Sobre los aplausos
Aplaudan, aplaudan, no dejen de aplaudir...
Dice el diccionario que el aplauso es una expresión de aprobación que se manifiesta con palmadas y cuyo objetivo, esencialmente, es crear ruido. Y dado que el ruido es más estentóreo si se suman otras manifestaciones retumbantes, según las circunstancias y los contextos, a las palmas se le agregan gritos, chiflidos, alaridos, pataleos, matracas, en determinadas circunstancias, silenciosos movimientos corporales y encendedores oscilantes y, ocasionalmente desdichados y funestos, fuegos artificiales y bengalas. En el mundo de la música no son similares los aplausos que coronan un recital de rock en un estadio abierto o un teatro cerrado que los de un concierto clásico. Con excepciones, podríamos decir que en este ámbito priman los recatos. Las efusiones deben ser controladas. Si en un concierto algún espectador entusiasta aplaude espontáneamente para manifestar su agradecimiento puede correr el riesgo de ser malamente reprobado por quienes, afanosos guardianes de la etiqueta clásica, acostumbran chistar para acallar a quienes exteriorizan su alegría en el momento en el cual, supuestamente, habría que guardar un respetuoso silencio. En 1781, recién llegado a Viena, Mozart escribió su opinión sobre la conveniencia y la calidad de los aplausos. En una carta a su padre le dice: “Siempre resulta adecuado que haya mucho ruido al final de una actuación. Cuanto más ruido, mejor.
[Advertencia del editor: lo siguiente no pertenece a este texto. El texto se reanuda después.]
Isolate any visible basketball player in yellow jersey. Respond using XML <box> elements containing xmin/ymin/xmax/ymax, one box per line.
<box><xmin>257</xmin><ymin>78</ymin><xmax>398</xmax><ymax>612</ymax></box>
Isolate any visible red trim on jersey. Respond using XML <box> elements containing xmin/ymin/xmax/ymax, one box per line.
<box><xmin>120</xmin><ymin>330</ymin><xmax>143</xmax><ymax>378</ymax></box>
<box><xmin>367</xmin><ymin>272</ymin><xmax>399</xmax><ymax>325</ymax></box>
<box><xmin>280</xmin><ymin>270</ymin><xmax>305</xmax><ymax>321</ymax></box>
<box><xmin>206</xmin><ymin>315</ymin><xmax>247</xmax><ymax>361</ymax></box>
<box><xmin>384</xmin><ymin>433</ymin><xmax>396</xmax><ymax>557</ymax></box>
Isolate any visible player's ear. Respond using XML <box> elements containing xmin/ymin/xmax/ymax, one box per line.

Y cuanto más breve, mejor también, para que el público no se distraiga demasiado”. Mucho más interesante es la definición que se da del aplauso en el Oxford Dictionary of Music, de 1955. Entre la filosofía y la estética, ahí se precisa que el aplauso es “la resultante de demostrar el placer que uno experimenta con la hermosa música que se ha presenciado haciendo, inmediatamente, un ruido de lo más desagradable”.